The band gaps and their nature of AGa2S2NRs can be largely tailored by a strain. An increasing tensile strain will reduce the band gap, while an increasing compressive strain will first increase the band gap and then rapidly decrease it due to the switch of the CBM from X to Γ. The overall change in band gap can be from ∼ 2.5 eV to ∼ 0.85 eV within the elastic limits. Under a tensile strain, the band gap shows an indirect-direct transition, while under an increasing compressive strain, it undergoes a series transitions of I-D-I-D. At the first I-D transition, degenerate valleys of CBM will be created, which suggests potential applications in valleytronics and/or photocatalysis. Five strain zones with distinct band structures and their boundaries are identified. Zones II and IV should be avoided for optical applications. In addition, we demonstrate that the strain can also dramatically tune the effective masses of carriers, thus, can be used to modify the carrier mobilities of AGa2S2NRs in nanoelectronic applications.

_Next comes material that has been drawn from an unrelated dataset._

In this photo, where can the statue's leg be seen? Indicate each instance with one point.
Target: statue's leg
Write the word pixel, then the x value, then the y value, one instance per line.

The FM states of ZGa2S2NRs are still favorable under strains, though extremely large compressive strains (> −14%) will turn them to an AFM phase. The magnetic moments of (ferromagnetic) ZGa2S2NRs show jumps under an increasing compressive strain due to spin density redistribution, but are unresponsive to tensile strains. A moderate compressive strain (−2% to −12%) will significantly enhance the magnetic moment and the FM stability. Overall, the rich tunable properties by strain suggest potential applications of Ga2S2NRs in nanoelectronics and optoelectronics.